Anyway, I found an old broom handle laying around and tried to vault with that. But it was pretty short, and besides, it slipped each time I really tried to dig it in for the vault.
Then I found the pitchfork. It looked pretty tall to me. I tried it, and it seemed to work pretty well. Several times, in fact, and I got better each time. It was tall enough to get a fair vault, and it really dug in. And, as a bonus, it was just springy enough to let me imagine that I could get a serious launch.
Now, Dad had built a fence around our front yard, about 40 inches high, I think. Posts, on which rested 2 x 4s, with wire stretched around the outside. It kept the dog in, and more importantly, seemed like a reasonable goal for a ten-year-old Olympic hopeful pole vaulter.
I did the typical thing. I looked for the part of the fence with the softest landing zone on the other side, and I launched.

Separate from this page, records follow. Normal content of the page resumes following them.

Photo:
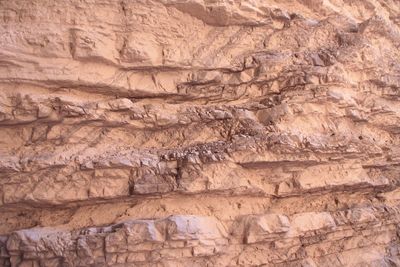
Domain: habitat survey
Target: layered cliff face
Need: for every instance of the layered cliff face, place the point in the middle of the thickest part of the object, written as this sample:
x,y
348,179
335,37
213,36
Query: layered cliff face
x,y
200,133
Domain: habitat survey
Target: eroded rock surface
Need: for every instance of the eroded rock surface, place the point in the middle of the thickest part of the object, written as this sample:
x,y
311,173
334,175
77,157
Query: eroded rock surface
x,y
200,133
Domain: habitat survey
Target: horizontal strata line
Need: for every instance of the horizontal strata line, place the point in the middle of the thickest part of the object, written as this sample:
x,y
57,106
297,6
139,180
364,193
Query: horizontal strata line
x,y
26,205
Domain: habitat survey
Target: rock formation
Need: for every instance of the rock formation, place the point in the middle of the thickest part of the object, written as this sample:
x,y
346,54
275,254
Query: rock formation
x,y
199,133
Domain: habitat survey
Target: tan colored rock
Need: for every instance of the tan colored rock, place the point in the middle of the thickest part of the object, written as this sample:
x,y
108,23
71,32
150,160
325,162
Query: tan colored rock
x,y
199,133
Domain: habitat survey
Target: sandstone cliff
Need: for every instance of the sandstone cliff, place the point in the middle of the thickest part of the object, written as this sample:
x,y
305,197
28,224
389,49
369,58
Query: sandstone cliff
x,y
199,133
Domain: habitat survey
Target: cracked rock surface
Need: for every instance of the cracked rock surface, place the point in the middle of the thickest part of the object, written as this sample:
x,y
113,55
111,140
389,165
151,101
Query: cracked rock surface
x,y
199,133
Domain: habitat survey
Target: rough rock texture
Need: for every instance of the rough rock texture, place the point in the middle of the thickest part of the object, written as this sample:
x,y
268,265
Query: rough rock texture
x,y
199,133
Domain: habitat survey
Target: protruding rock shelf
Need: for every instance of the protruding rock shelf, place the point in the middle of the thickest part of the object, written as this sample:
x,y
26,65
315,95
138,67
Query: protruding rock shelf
x,y
199,133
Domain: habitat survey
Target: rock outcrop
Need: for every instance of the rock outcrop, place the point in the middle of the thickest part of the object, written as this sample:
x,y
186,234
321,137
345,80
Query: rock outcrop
x,y
200,133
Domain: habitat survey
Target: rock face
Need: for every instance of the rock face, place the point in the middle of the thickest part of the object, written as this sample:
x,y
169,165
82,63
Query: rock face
x,y
200,133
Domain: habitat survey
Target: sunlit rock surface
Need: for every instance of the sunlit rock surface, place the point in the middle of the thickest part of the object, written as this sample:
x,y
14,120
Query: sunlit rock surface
x,y
199,133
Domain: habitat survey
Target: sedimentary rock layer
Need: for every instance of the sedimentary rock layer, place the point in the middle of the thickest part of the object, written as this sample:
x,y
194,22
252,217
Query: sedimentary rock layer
x,y
197,132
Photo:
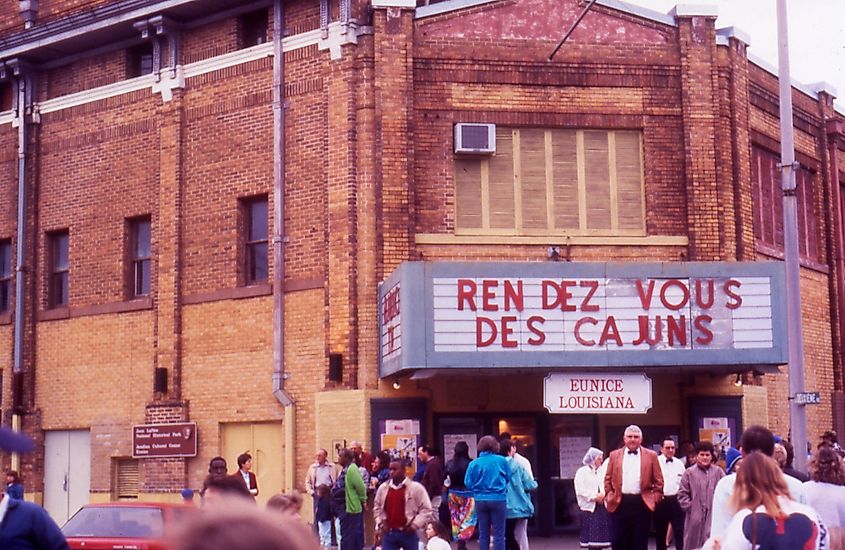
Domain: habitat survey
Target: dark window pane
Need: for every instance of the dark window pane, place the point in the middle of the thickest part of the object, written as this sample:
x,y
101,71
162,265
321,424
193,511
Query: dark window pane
x,y
60,251
60,289
5,260
142,278
142,239
140,60
5,290
6,93
253,27
258,220
258,262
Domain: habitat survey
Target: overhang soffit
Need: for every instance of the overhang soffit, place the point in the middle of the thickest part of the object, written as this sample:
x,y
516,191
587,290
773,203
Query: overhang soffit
x,y
545,20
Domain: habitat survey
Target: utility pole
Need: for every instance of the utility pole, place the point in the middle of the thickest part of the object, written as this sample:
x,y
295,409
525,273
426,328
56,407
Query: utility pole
x,y
797,413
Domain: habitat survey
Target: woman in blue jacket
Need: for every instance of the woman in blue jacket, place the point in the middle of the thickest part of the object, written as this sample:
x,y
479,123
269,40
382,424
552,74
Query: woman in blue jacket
x,y
488,477
520,507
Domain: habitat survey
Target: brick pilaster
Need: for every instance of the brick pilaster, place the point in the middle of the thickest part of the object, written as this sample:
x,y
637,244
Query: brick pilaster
x,y
699,81
340,80
167,474
739,137
394,28
167,245
369,249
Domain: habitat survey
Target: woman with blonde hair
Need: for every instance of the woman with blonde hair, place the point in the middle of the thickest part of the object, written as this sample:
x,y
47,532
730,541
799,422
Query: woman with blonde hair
x,y
766,516
825,491
589,490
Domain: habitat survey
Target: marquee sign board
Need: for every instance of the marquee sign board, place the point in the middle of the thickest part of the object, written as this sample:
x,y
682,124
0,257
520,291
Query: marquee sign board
x,y
597,393
554,314
177,439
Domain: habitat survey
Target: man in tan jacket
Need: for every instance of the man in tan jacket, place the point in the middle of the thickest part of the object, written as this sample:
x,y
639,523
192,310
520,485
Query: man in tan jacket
x,y
401,509
633,485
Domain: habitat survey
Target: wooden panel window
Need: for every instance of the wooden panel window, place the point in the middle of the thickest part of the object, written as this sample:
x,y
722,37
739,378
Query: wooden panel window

I did not ponder the fact that the ground on my side was especially soft. Nor did I consider that there were certain mission-essential parts to the jump; first, that I get the altitude; second, that I clear the fence; third, that if I didn't clear the fence, that certain precautions should be taken to protect my most delicate parts, even at the expense of broken bones.
I will never forget what happened next. I am sure it caused me to arrive two years late to puberty.
The fork dug in deep and ceased its assent about a third of the way up; my ego insisted on trying to will myself over the fence but succeeded on getting only one leg up; and I landed squarely on the fence.
The pain was all consuming, to the exclusion of all else for a considerable time. I can only remember two other times I ever suffered the anguish I did at that moment. No humorous thoughts have ever crossed my mind to cover this moment in my life, probably because I can still remember being afraid that I might be cursed to live through it...
Beware the temptation to use a tool not designed for the job. It may save you an enormous amount of grief.